「とりあえず、用が済んだからって、とっとと殺っちまうってのは感心しねぇ。仮にも救済の力を持つ俺っちがそんなこと許せば、腹の傷がぱっくり開かぁ。佐吉がどうしようもない悪たれだったら、別にいいけどな」

「・・・・・・? 何言ってやがる」

 訝しげな顔で、男が千之助を見る。
 そんな男に、千之助は薄く笑みを浮かべた。

「とにかく、お前さんらに佐吉を渡すわけにはいかねぇんだな」

 千之助が佐吉を庇うのは、先にも言ったとおり、本来あらゆるものを救済すべき立場である自分が、特に大した罪も犯してないような佐吉を見殺しにするのは忍びない、という理由と、また小菊のためという理由もある。

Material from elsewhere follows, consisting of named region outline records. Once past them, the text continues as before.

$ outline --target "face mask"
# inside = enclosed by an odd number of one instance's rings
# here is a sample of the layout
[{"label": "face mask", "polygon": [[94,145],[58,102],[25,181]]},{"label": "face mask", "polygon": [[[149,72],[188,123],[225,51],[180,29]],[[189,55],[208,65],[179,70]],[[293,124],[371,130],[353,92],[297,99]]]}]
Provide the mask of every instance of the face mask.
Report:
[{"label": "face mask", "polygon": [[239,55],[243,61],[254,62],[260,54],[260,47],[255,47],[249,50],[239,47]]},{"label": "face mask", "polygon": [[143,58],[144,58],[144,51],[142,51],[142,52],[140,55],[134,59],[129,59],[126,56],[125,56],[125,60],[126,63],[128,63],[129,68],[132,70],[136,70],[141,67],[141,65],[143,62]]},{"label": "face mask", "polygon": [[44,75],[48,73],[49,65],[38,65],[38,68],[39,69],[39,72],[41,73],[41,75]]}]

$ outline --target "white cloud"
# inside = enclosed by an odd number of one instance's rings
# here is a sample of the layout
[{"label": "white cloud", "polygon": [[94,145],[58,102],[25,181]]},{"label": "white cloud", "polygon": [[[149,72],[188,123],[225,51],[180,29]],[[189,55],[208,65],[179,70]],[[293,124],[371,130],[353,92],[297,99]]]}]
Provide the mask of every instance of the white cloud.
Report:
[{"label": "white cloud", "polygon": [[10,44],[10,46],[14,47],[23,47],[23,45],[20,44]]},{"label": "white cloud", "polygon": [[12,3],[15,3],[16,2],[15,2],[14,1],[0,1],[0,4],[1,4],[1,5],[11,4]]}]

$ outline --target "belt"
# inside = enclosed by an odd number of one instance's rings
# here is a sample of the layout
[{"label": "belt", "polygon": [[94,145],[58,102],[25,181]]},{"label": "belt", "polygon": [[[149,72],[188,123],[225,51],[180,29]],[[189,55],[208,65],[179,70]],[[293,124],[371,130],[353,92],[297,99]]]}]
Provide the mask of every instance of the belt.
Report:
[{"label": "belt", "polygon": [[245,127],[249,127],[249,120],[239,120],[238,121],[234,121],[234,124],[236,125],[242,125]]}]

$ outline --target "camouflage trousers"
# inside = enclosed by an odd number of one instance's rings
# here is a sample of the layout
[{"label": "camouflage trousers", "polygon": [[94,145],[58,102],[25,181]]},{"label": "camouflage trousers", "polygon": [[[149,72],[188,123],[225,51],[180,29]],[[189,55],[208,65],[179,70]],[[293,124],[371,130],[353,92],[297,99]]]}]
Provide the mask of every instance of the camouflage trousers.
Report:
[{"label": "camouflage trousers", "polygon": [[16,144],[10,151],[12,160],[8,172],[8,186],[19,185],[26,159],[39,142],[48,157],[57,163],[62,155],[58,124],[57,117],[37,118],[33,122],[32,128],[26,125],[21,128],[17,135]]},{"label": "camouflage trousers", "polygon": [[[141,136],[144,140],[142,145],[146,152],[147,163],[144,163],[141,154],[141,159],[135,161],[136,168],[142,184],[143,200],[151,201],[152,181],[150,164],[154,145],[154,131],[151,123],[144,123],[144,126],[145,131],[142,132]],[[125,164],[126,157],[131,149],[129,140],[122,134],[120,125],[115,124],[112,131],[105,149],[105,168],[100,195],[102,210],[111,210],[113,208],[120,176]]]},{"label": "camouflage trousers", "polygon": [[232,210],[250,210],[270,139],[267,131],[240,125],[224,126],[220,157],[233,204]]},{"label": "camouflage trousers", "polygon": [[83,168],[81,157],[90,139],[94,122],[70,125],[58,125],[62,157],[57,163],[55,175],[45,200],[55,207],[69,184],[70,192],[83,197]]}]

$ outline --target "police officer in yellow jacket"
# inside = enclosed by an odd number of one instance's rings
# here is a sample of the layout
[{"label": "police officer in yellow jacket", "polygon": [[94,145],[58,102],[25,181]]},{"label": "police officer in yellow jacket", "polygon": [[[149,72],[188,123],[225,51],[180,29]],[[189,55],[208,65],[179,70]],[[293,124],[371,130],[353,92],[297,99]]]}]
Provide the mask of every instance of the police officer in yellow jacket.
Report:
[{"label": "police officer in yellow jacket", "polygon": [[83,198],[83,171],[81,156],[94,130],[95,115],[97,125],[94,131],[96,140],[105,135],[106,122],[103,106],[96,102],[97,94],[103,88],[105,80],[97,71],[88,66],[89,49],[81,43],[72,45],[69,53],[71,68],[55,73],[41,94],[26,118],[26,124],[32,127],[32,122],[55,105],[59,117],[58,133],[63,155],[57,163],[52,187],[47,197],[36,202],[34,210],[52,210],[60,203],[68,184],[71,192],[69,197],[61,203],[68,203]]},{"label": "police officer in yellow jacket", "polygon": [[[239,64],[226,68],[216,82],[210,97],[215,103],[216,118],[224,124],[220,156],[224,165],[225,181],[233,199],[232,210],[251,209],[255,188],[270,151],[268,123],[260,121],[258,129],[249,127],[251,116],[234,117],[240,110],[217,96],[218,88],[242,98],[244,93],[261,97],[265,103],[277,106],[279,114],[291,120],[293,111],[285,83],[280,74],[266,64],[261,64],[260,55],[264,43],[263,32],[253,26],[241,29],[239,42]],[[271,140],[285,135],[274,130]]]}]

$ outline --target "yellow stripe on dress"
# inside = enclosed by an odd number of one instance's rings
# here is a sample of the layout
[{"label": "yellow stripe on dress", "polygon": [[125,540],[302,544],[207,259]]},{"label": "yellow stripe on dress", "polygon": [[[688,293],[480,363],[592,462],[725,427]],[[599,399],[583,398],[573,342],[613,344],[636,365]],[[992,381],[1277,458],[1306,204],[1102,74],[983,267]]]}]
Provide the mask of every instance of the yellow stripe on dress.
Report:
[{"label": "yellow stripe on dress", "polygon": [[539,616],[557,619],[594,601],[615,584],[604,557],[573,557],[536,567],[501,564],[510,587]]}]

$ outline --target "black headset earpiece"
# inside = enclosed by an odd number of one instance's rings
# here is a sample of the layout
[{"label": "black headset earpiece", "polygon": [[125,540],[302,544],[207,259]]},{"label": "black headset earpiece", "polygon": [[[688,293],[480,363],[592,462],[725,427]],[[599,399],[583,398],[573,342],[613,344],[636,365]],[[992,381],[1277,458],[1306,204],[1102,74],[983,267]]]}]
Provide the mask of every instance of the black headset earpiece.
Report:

 主な記憶操作の元であった里がいなくなって、小菊の記憶が今現在どうなっているかはわからないが、小菊に関しては多分、おさんや伯狸楼の者の影響が大きいと思われる。
 特に異常もないのに村からいなくなった、唯一の人間だからだ。

 だったら記憶を呼び戻すきっかけに佐吉を使うのは、かなり有効だろう。
 万が一記憶が戻らなくても、佐吉が本当に小菊を想っていれば、彼に任せることができる。
 急激には戻らなくても、長く一緒にいれば、徐々に記憶は戻るだろう。

---それに、そんな真っ当な理由よりも、まずは的をばらけさせるほうが先決だしな---

 さっさと佐吉を殺して、二人がかりで来られても困るのだ。
 佐吉は頭の男の足元に、泥まみれで蹲っているが、意識がないわけではない。
 散々いたぶられているが、見張っていないと逃げるなり飛びかかるなりする危険がある。
 とりあえず、一人は佐吉に気を取らせておきたい。